Laserstein created her greatest works in the period between the two world wars. After World War II, her works consisted of inoffensive portraits which lacked the vigor of her early work. While Laserstein was a Jewish artist, her early work was typical of both the avant-garde New Objectivity movement and the extremely traditional backward-looking trends in German art of the period. Her works were peopled with attenuated intellectuals such as one sees in the portraits of Christian Schad (the Portrait of Baroness Wassilko, for example), but her figures also often had a strong, cold, and athletic look that would have made them approprite for Nazi propaganda posters. A painting of a lady tennis player, bursting with strength, is a good example of the type. The realistic style of her paintings seems very close to the reactionary art of the period.
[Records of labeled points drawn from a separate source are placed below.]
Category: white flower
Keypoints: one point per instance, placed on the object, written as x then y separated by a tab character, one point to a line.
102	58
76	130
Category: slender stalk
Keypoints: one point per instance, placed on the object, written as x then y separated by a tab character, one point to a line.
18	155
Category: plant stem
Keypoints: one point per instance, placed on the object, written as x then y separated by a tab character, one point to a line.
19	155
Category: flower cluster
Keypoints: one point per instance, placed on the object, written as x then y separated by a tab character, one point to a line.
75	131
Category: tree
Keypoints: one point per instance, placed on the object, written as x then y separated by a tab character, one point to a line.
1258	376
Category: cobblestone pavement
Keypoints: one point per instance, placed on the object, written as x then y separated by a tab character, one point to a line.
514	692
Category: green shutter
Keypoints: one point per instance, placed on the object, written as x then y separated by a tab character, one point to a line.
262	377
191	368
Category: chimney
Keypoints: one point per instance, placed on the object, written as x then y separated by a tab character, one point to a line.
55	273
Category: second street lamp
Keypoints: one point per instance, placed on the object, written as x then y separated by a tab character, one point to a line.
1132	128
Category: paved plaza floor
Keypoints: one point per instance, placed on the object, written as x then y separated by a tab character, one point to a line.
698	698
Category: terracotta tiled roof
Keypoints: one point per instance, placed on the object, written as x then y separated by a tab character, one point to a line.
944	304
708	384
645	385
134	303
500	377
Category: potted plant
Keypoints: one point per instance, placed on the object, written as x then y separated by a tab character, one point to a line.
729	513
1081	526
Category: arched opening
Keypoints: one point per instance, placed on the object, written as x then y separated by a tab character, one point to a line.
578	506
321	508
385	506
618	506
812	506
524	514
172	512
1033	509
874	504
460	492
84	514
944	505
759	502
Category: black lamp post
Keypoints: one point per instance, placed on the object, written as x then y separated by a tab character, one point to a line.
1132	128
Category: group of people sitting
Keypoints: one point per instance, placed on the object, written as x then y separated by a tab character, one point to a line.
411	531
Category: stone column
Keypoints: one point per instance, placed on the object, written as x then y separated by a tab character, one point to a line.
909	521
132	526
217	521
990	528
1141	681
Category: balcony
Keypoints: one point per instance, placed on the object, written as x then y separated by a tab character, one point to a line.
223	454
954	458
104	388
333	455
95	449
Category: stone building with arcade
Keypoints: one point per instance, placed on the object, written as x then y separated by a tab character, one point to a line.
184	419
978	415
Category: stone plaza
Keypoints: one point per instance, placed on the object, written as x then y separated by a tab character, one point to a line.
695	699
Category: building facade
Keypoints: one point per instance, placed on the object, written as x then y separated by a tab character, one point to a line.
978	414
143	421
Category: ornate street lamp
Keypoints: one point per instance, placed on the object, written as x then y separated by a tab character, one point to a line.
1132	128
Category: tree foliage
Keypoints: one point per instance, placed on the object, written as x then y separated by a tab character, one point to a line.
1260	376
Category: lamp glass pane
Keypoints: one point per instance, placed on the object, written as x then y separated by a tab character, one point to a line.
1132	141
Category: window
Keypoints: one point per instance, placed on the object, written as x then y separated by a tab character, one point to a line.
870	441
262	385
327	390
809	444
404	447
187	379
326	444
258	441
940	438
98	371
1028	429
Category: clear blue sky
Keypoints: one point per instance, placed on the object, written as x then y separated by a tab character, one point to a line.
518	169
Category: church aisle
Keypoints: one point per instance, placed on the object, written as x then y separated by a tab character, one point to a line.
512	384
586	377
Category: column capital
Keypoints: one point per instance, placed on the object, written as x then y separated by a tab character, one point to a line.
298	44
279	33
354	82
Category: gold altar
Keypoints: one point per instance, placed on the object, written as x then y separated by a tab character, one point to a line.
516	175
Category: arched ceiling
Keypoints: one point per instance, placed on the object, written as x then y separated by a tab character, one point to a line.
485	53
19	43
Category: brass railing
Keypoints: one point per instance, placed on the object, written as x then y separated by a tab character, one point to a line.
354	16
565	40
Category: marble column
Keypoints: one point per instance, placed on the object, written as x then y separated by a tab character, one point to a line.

Laserstein's masterpiece was the large (about 8' wide) 1930 painting Abend uber Potsdam (Evening Over Potsdam) or The Rooftop Garden, Potsdam, a frieze of friends enjoying a meal on their terrace, with Potsdam's skyline arrayed in the far distance. The mood is pensive, full of ennui, and the picture achieves the deepest emotion in any of her works.
Laserstein was rediscovered in 1987, when Thomas Agnew and Sons and the Belgrave Gallery organized a joint exhibition and sale of works she had retained in her personal collection, including Abend uber Potsdam.